Tool Response Streaming (including AgentTool forwarding)

When a Streamable tool is invoked (including AgentTool), the framework emits tool.response events. In streaming mode:

• Each partial chunk appears in choice.Delta.Content, Done=false, IsPartial=true.
• Final tool messages arrive with choice.Message.Role=tool and choice.Message.Content.

When AgentTool enables WithStreamInner(true), it also forwards the child Agent’s events inline to the parent flow:

• Forwarded child events are standard event.Event items; incremental text appears in choice.Delta.Content.
• To avoid duplicate display, the child’s final full message is not forwarded; it is aggregated into the final tool.response content so the next LLM turn has tool messages as required by some providers.

Runner automatically sends completion signals for events requiring them (RequiresCompletion=true), so manual handling is not needed.

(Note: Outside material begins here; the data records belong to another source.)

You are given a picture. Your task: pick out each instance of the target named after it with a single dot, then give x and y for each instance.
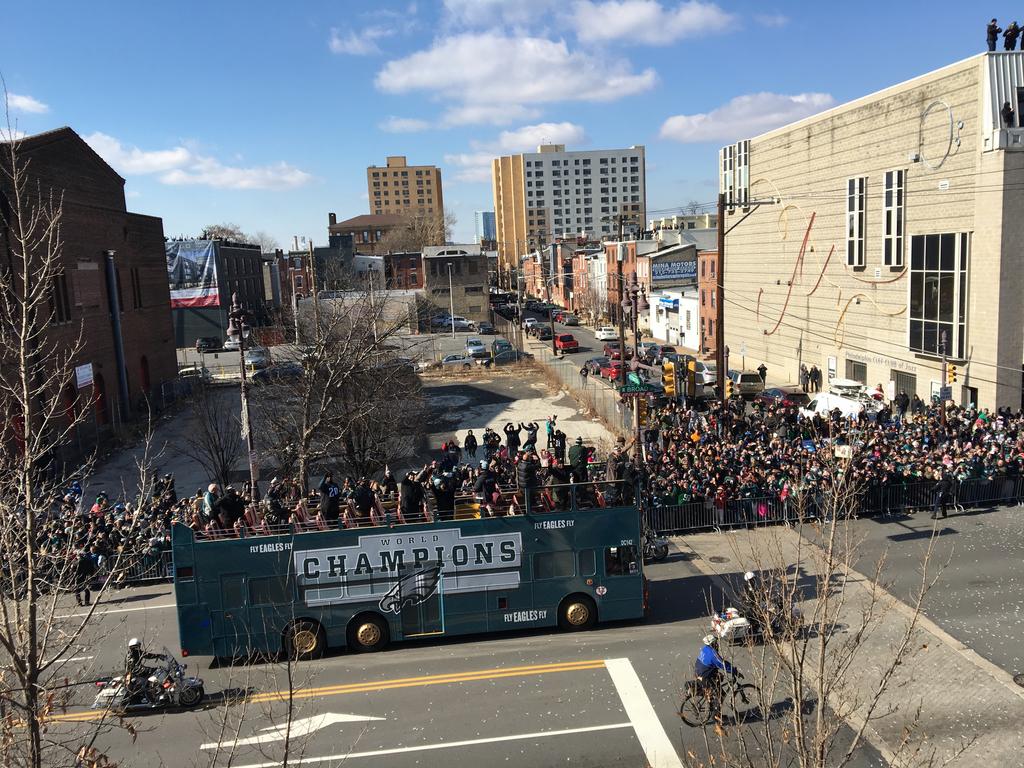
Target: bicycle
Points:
(698, 706)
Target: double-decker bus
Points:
(303, 592)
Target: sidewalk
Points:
(962, 694)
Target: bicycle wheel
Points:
(695, 709)
(743, 700)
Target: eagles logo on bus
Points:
(412, 590)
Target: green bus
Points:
(363, 588)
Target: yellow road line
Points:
(412, 682)
(409, 682)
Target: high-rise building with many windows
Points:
(553, 194)
(401, 188)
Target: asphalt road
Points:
(979, 596)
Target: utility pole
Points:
(721, 360)
(945, 377)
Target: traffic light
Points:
(669, 378)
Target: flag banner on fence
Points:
(192, 272)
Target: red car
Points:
(610, 371)
(566, 342)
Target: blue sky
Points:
(267, 114)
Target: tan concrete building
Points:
(553, 194)
(891, 233)
(399, 188)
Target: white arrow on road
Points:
(298, 728)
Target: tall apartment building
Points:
(551, 194)
(484, 224)
(399, 187)
(890, 238)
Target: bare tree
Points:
(418, 230)
(40, 537)
(822, 662)
(214, 440)
(350, 379)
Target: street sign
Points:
(640, 388)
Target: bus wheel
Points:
(577, 612)
(305, 640)
(368, 633)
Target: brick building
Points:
(403, 270)
(127, 345)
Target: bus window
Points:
(270, 591)
(232, 591)
(553, 565)
(588, 563)
(620, 560)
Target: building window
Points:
(938, 294)
(893, 253)
(855, 217)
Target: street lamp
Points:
(238, 327)
(451, 300)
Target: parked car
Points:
(207, 344)
(476, 348)
(665, 349)
(612, 349)
(257, 358)
(457, 360)
(825, 402)
(566, 342)
(747, 383)
(279, 374)
(790, 396)
(610, 371)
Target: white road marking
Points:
(443, 745)
(119, 610)
(301, 727)
(653, 739)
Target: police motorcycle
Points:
(166, 687)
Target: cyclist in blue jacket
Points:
(710, 667)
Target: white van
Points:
(825, 402)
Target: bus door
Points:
(230, 624)
(421, 592)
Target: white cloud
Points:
(744, 116)
(487, 115)
(492, 12)
(772, 19)
(181, 166)
(530, 136)
(647, 20)
(495, 70)
(475, 166)
(20, 102)
(131, 161)
(402, 125)
(357, 43)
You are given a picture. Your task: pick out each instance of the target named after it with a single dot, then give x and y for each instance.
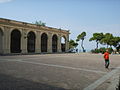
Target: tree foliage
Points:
(106, 39)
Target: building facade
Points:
(22, 37)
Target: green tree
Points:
(72, 44)
(40, 23)
(97, 37)
(81, 37)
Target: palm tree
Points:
(97, 37)
(81, 37)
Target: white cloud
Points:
(5, 1)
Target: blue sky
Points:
(75, 15)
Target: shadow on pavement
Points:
(11, 83)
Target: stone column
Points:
(49, 43)
(37, 44)
(24, 41)
(6, 40)
(67, 43)
(59, 44)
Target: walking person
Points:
(106, 57)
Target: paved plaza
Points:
(58, 72)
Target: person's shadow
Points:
(8, 82)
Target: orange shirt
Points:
(106, 55)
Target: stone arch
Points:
(63, 43)
(54, 43)
(31, 38)
(1, 41)
(44, 42)
(15, 45)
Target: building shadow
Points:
(12, 83)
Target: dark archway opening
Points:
(63, 44)
(54, 43)
(44, 39)
(31, 42)
(15, 45)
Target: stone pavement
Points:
(58, 72)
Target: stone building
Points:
(22, 37)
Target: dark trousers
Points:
(107, 62)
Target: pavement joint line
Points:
(60, 66)
(102, 79)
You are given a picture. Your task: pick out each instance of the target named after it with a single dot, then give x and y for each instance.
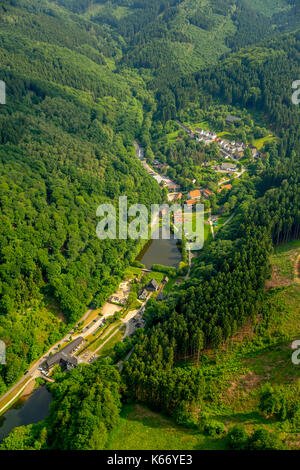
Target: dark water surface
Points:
(26, 411)
(160, 251)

Example handling in an event loop:

if evt.Response != nil && evt.Object == model.ObjectTypeToolResponse && len(evt.Response.Choices) > 0 {
    for _, ch := range evt.Response.Choices {
        if ch.Delta.Content != "" { // partial
            fmt.Print(ch.Delta.Content)
            continue
        }
        if ch.Message.Role == model.RoleTool && ch.Message.Content != "" { // final
            fmt.Println(strings.TrimSpace(ch.Message.Content))
        }
    }
    // Continue to next event; don't treat as assistant content
    continue
}

Tip: For custom events, always use event.New(...) with WithResponse, WithBranch, etc., to ensure IDs and timestamps are set consistently.

Event Methods

Event provides the Clone method for creating deep copies of Events.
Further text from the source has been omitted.